Martina D’Amato is Managing Director at Cora Ginsburg LLC and Doctoral Candidate at the Bard Graduate Center (M.A., 2012; M.Phil., 2017). Her research examines early modern decorative arts, with a focus on textiles, in the contexts of 19th-century revivalism, nationalism, and collecting history.
At Cora Ginsburg LLC, preeminent specialists in fine and rare historical textiles and clothing, Martina leads sales to museums globally. She also contributes as researcher, writer, and designer for the gallery’s publications and exhibitions, as well as working as an appraiser and consultant for private clients and museums.

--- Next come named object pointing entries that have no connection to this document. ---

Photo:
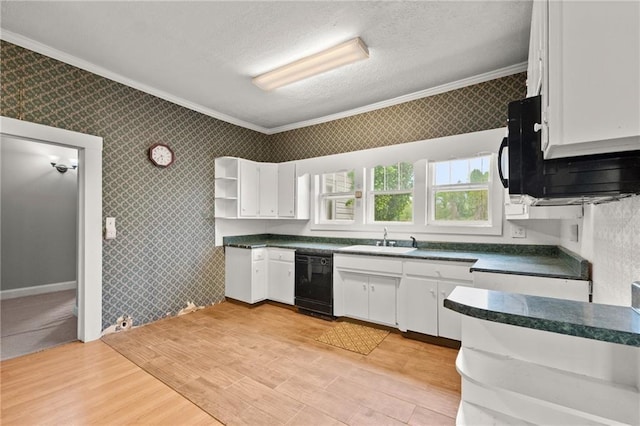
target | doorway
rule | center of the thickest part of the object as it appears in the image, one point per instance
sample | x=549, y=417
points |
x=89, y=215
x=39, y=188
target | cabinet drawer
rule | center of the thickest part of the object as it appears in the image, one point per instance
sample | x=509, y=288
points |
x=369, y=264
x=284, y=255
x=258, y=254
x=441, y=270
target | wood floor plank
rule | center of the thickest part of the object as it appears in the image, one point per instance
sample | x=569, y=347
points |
x=88, y=384
x=372, y=398
x=243, y=366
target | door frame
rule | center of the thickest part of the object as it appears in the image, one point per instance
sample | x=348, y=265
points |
x=89, y=272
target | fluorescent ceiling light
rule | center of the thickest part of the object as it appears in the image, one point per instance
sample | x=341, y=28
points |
x=345, y=53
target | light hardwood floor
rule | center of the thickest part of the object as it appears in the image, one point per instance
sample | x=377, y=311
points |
x=242, y=365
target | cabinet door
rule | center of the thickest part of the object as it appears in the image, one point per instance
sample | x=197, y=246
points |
x=286, y=190
x=382, y=299
x=238, y=274
x=355, y=288
x=281, y=283
x=248, y=189
x=449, y=322
x=594, y=64
x=259, y=280
x=421, y=305
x=268, y=190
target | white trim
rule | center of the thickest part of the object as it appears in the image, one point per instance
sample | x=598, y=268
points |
x=43, y=49
x=89, y=272
x=37, y=289
x=480, y=78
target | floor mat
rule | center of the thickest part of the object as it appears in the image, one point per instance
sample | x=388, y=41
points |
x=353, y=337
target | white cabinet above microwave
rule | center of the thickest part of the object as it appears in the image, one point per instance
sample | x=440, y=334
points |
x=584, y=59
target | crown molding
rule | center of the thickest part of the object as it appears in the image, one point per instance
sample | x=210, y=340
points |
x=43, y=49
x=459, y=84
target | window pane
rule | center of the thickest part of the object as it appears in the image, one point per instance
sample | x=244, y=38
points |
x=393, y=208
x=472, y=170
x=338, y=182
x=470, y=205
x=339, y=208
x=396, y=177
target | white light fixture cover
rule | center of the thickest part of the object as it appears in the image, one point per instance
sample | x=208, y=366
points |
x=344, y=53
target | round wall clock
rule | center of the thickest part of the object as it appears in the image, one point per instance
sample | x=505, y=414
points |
x=161, y=155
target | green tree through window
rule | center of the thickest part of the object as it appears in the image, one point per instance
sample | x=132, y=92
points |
x=392, y=193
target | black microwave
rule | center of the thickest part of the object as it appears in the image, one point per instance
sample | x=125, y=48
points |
x=524, y=171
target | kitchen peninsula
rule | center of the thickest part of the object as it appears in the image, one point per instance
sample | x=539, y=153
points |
x=528, y=359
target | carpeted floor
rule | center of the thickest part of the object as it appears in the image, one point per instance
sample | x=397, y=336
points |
x=33, y=323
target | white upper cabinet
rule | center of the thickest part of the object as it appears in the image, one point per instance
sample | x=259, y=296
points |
x=268, y=190
x=248, y=189
x=585, y=62
x=258, y=189
x=287, y=190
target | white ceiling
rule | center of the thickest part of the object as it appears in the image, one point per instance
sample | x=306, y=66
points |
x=203, y=54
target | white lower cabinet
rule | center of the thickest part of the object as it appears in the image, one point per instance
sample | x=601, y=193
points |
x=245, y=274
x=424, y=286
x=281, y=275
x=534, y=286
x=370, y=297
x=254, y=275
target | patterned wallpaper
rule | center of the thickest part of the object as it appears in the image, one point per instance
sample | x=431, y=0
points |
x=479, y=107
x=164, y=255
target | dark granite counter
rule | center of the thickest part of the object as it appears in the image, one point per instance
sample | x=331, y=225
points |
x=608, y=323
x=535, y=260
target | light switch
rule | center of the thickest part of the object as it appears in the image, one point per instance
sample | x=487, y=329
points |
x=110, y=228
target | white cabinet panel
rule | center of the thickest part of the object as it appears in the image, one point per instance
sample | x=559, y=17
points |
x=421, y=309
x=356, y=295
x=281, y=275
x=287, y=190
x=449, y=322
x=248, y=189
x=590, y=69
x=268, y=190
x=245, y=274
x=382, y=299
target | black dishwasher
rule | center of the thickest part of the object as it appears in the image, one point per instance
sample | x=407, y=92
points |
x=314, y=283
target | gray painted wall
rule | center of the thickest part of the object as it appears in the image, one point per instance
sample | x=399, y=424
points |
x=39, y=215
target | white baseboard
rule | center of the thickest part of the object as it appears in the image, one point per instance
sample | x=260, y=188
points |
x=38, y=289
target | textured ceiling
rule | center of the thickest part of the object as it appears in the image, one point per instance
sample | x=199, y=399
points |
x=204, y=54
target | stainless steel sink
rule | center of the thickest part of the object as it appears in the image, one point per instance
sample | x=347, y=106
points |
x=379, y=249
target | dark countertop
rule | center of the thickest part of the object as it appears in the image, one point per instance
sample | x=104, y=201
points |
x=542, y=261
x=608, y=323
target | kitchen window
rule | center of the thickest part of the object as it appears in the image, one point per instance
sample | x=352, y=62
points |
x=337, y=197
x=391, y=193
x=462, y=193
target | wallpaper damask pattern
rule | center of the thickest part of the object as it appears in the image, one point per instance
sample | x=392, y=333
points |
x=479, y=107
x=164, y=255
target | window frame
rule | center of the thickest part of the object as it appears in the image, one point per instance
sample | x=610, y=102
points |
x=371, y=193
x=322, y=197
x=493, y=224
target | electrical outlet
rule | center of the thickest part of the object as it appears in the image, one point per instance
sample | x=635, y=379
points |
x=518, y=231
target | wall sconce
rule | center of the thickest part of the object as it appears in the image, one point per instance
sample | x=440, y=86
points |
x=62, y=168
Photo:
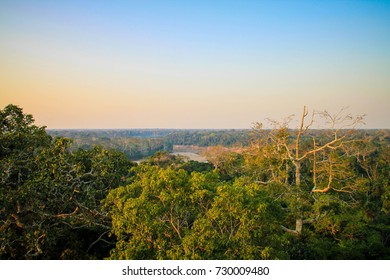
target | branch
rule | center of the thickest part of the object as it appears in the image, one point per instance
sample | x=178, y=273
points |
x=68, y=215
x=290, y=230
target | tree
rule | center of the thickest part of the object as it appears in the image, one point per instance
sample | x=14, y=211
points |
x=50, y=196
x=307, y=164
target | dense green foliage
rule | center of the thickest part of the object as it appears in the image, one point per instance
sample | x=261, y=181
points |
x=288, y=194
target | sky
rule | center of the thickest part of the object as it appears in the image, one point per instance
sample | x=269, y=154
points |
x=193, y=64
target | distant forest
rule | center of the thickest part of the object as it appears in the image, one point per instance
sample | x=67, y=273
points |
x=277, y=193
x=140, y=143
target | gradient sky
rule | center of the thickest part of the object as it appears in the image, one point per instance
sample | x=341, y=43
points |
x=193, y=64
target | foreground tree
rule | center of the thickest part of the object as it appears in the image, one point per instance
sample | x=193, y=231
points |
x=50, y=196
x=303, y=164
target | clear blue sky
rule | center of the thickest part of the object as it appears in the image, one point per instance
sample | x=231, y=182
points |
x=193, y=64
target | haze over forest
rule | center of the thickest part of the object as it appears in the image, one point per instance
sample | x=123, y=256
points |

Her dissertation at BGC focuses on the intersection of art collecting, medievalism and Renaissance revivalism, and politics in 19th-century France and Italy through case studies of the collectors Louis Carrand (1827–1888) and the Marchioness Arconati-Visconti (1840–1923).
She has given talks at institutions including the Ashmolean Museum, The Frick Collection, The Met, Politecnico di Milano, and The Textile Museum, Washington, D.C. Since 2022, she has been an expert on the US Antiques Roadshow.
In 2024, she joined the University of Toronto’s research project Textiles in Ethiopian Manuscripts and will contribute a chapter on the circulation of medieval and early modern European silks in Ethiopia to a forthcoming book (2026).